When it becomes HGW’s job to do surveillance on a “suspicious” writer,
Georg Dreyman, and consequently his actress girlfriend, Christa Sieland, the officer
begins to empathize with the “enemies of the state.” As we first encounter Dreyman
at the play he wrote, Facts of Love, Minister Hempf of the East German government,
tells Dreyman that unlike the characters in his plays, “People don’t change.”
Ironically HGW, who originally looked like the story’s antagonist, (spying on a man
who seems to be the story’s protagonist) ends up being the hero in a world in which
everyone that is not part of the state is treated as the “enemy.”
As the story progresses and HGW decides to cover for the criminal acts of
Dreyman and his cohorts. In this work, HGW illustrates how the self depends on
others to define itself. He begins to immerse himself in the lives of Dreyman and
Sieland, gaining pleasure from their innermost thoughts, actions, and
communications. His once hard heart softens as he disproves the belief that people
cannot change. In such a harsh environment, it becomes difficult not to become
swallowed by the negative culture that one is brought up in.
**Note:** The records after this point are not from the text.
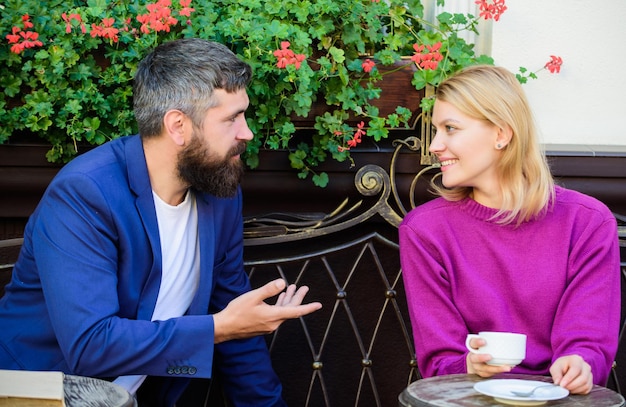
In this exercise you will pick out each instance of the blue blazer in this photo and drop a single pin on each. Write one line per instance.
(86, 282)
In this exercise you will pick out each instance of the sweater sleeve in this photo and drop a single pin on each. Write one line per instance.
(587, 319)
(438, 328)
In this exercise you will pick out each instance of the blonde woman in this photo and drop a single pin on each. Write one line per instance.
(504, 249)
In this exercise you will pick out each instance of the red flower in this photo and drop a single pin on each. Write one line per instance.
(554, 64)
(106, 30)
(27, 22)
(286, 56)
(186, 10)
(68, 22)
(23, 39)
(427, 56)
(159, 17)
(493, 10)
(356, 139)
(368, 65)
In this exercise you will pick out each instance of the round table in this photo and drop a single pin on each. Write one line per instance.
(458, 390)
(83, 391)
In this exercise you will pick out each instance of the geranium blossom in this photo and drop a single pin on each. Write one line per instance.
(23, 39)
(105, 30)
(358, 134)
(68, 22)
(554, 64)
(427, 56)
(158, 18)
(286, 56)
(368, 65)
(186, 10)
(491, 10)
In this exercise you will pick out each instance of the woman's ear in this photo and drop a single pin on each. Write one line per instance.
(175, 123)
(504, 137)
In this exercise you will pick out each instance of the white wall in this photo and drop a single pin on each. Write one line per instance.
(586, 103)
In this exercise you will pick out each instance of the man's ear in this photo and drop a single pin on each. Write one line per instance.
(175, 123)
(505, 134)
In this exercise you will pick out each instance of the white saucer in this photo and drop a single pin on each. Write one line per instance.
(500, 389)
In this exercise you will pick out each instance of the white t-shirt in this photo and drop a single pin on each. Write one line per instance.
(180, 273)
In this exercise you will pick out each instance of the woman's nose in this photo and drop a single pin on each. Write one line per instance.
(436, 145)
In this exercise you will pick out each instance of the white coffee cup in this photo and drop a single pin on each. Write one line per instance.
(505, 348)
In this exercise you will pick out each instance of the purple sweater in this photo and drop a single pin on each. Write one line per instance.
(555, 279)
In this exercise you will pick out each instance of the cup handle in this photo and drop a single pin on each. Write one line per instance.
(467, 341)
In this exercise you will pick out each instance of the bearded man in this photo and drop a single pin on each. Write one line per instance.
(132, 263)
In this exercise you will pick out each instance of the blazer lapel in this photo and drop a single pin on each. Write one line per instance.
(206, 238)
(139, 182)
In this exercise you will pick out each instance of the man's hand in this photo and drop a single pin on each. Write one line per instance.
(248, 315)
(572, 373)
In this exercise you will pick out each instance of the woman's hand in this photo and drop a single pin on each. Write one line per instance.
(477, 363)
(572, 373)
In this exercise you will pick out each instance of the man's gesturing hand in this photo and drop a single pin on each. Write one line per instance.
(248, 315)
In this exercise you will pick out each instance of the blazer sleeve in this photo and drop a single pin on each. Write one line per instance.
(244, 365)
(87, 252)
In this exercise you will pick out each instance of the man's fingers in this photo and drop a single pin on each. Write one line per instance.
(285, 313)
(269, 290)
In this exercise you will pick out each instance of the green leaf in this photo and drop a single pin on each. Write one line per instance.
(320, 180)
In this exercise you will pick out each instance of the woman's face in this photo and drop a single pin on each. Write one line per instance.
(468, 151)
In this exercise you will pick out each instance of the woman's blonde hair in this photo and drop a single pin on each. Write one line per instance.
(494, 94)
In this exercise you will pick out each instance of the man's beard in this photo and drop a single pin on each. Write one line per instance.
(199, 168)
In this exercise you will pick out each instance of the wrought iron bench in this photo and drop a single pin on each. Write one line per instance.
(358, 350)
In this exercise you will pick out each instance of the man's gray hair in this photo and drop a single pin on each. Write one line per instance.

This film also elaborates on the theme of life and death. Dreyman and his
friends, classified as enemies of the state, expose the dark side of living in the dreary
world of 1984’s East Germany, as they write and publish an article about the
nation’s suicide rates. The suicides (including that of his friend, Jerska), were
described (rather frustratingly to Dreyman) as “self-murders.” This article prompts
the demotion of HGW, the betrayal by and death of Sieland, and the near
imprisonment of Dreyman. Each of these tragic events were brought about by the
horrific environment of the story, and thusly the reflections of said environment
with the selves of these characters.
One theme that is relevant in this work as well as our previously discussed
work, The Left Hand of Darkness, is that of truth and trust. As the story evolves and
the pivotal roles are assigned to Sieland and Estraven, (respectively), the question of
who and how much to trust comes to the forefront of the stories. Sieland, however,
proves that she is not worth trusting as she exposes the secrets of her boyfriend,
when she tells the Stasi the location of the typewriter on which wrote the
scandalous article regarding suicide rates in East Germany. She, much like Estraven
comes to a tragic end when she commits a self-murder by running into oncoming
traffic. Sieland illustrates the other prominent theme of the story, that people can
change, as she felt such immense guilt for the potential imprisonment of Dreyman.
This work was a fascinating and compelling chronicle of the lives of HGW and
Dreyman. Its story proves that people who have never met can change each other in
the most monumental ways, through truth, trust, and a bit of extraordinary thinking.